The Smash Court Tennis series has been around in North America for almost 10 years. The games have always been good, but the franchise has never reached the same level of popularity as Virtua Tennis. Once again the two series are going head-to-head, this time on the PlayStation Portable. There's no shortage of ways to stay occupied in Smash Court Tennis 3, but the tennis itself is only passable and the pro tour mode is uninteresting after a few hours. Once again, Smash Court Tennis 3 seems destined to remain in second place.
The first thing you'll want to do after booting up Smash Court Tennis is go to the training mode, which is a no-frills way of teaching you the game's timing-based swing mechanic. It's functional, and you'll be a much better player for it. Once you've gotten the basics down, you have a number of ways to test your skills. You can play a tournament, start a career, or play a quick match. You can also play friends via ad hoc and even use game sharing. If you don't want to play a full match, you can play a few training minigames, though they're not particularly exciting. There are even a few arcade-style tennis variants. Pac-Man Tennis replaces the court with a maze: You try to hit dots with the ball, which is actually Pac-Man and not a ball at all. You're awarded a point for every dot you hit, as well as multipliers for getting fruit. Galaga Tennis places you in outer space and has you hitting the alien creatures that fly on the court. Bomb Tennis replaces the ball with a bomb and then drops bombs on the court when someone loses a point. The more bombs there are on the court, the bigger the explosion when the "ball" finally explodes. These three modes are interesting and a nice diversion if you're tired of playing normal tennis.
You'll probably spend most of your time in the pro tour, which is extremely similar to Virtua Tennis' career mode. You start off by creating a player using limited character-creation tools. Then you set off on a career with the goal of being the number one ranked player in the world taking on both fictional and real players. There are 16 pros in the game, including such big names as Sharapova, Federer, Nadal, Hingis, Blake, and Henin. The calendar is broken down into weeks, and you can choose whether you want to train. If your rank is high enough, you can enter a tournament. You'll need to rest every now and then to refill your stamina bar, which depletes a bit after each week's activity. After training, you're awarded points; after winning a match, you are awarded points, shop points, and money. You can buy new items such as new equipment and training modes with shop points. Regular points are used to increase your player's level, which is basically meaningless, but when your level increases, you receive another type of point. These points can be used to upgrade your player's abilities and even teach you player new shots. The whole system is convoluted and needlessly complex. It doesn't help that improving your player's skills typically doesn't yield tangible results. Sure, you'll notice the difference between a player just starting out and one that has been around for six months, but the difference from week to week or even month to month is negligible. The whole pro tour mode is functional, but it's just not that interesting after a few hours.

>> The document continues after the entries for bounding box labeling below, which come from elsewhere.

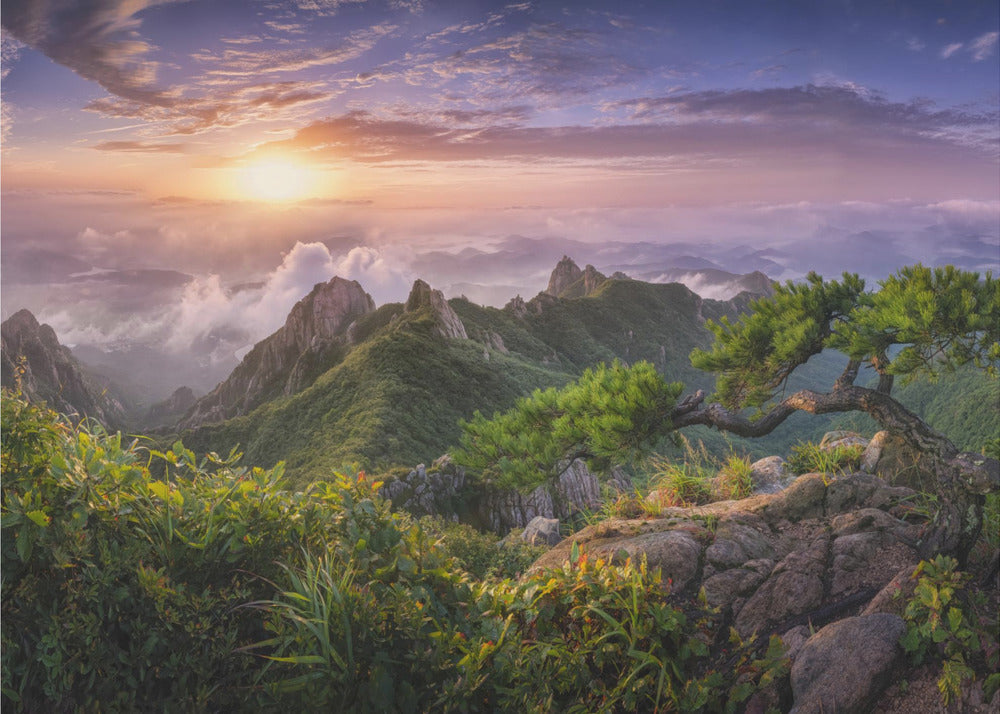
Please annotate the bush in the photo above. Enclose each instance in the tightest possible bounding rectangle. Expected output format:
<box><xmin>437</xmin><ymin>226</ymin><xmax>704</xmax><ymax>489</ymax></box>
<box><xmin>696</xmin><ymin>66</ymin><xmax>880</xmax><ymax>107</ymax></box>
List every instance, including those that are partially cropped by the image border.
<box><xmin>901</xmin><ymin>555</ymin><xmax>1000</xmax><ymax>706</ymax></box>
<box><xmin>0</xmin><ymin>394</ymin><xmax>784</xmax><ymax>712</ymax></box>
<box><xmin>788</xmin><ymin>442</ymin><xmax>865</xmax><ymax>475</ymax></box>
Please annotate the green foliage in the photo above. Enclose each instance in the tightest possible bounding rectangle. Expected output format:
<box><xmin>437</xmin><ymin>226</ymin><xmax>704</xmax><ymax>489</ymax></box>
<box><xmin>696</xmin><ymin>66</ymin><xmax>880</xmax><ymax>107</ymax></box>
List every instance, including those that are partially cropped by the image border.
<box><xmin>453</xmin><ymin>362</ymin><xmax>681</xmax><ymax>489</ymax></box>
<box><xmin>691</xmin><ymin>265</ymin><xmax>1000</xmax><ymax>408</ymax></box>
<box><xmin>788</xmin><ymin>442</ymin><xmax>865</xmax><ymax>475</ymax></box>
<box><xmin>0</xmin><ymin>394</ymin><xmax>786</xmax><ymax>712</ymax></box>
<box><xmin>0</xmin><ymin>386</ymin><xmax>348</xmax><ymax>711</ymax></box>
<box><xmin>184</xmin><ymin>313</ymin><xmax>569</xmax><ymax>486</ymax></box>
<box><xmin>691</xmin><ymin>273</ymin><xmax>864</xmax><ymax>409</ymax></box>
<box><xmin>901</xmin><ymin>555</ymin><xmax>1000</xmax><ymax>705</ymax></box>
<box><xmin>832</xmin><ymin>264</ymin><xmax>1000</xmax><ymax>379</ymax></box>
<box><xmin>650</xmin><ymin>436</ymin><xmax>753</xmax><ymax>509</ymax></box>
<box><xmin>420</xmin><ymin>516</ymin><xmax>547</xmax><ymax>580</ymax></box>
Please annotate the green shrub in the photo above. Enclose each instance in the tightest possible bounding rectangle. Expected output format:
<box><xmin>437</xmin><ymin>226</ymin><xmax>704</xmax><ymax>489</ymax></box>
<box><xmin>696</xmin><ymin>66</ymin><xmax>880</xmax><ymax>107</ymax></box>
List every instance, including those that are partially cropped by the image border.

On the court, Smash Court 3 is a lot like Jim Courier: It's solid and technically sound but far from amazing. You've got the typical array of shots at your disposal, but unlike many games, drop shots can be quite effective, which is nice. For some reason, the ball tends to stay in the middle of the court, so there's very little action on the sidelines. Because the ball is rarely going to be out of reach to your left or right, rushing the net is a very effective tactic. It's often the only way to finish points because otherwise matches tend to drag on forever. The game finds a nice level of challenge, never getting too hard and never too easy. Unfortunately, it achieves this balance in a very artificial way. Sometimes both you and the CPU will hit the ball even when it clearly didn't touch your racket. Sometimes your player won't swing at the ball, even when you're pressing a button. Obviously you can't tell if the CPU intended to hit a ball if you don't see it swing, but judging by how it will just watch balls go by right at its feet, it feels like something's not quite right.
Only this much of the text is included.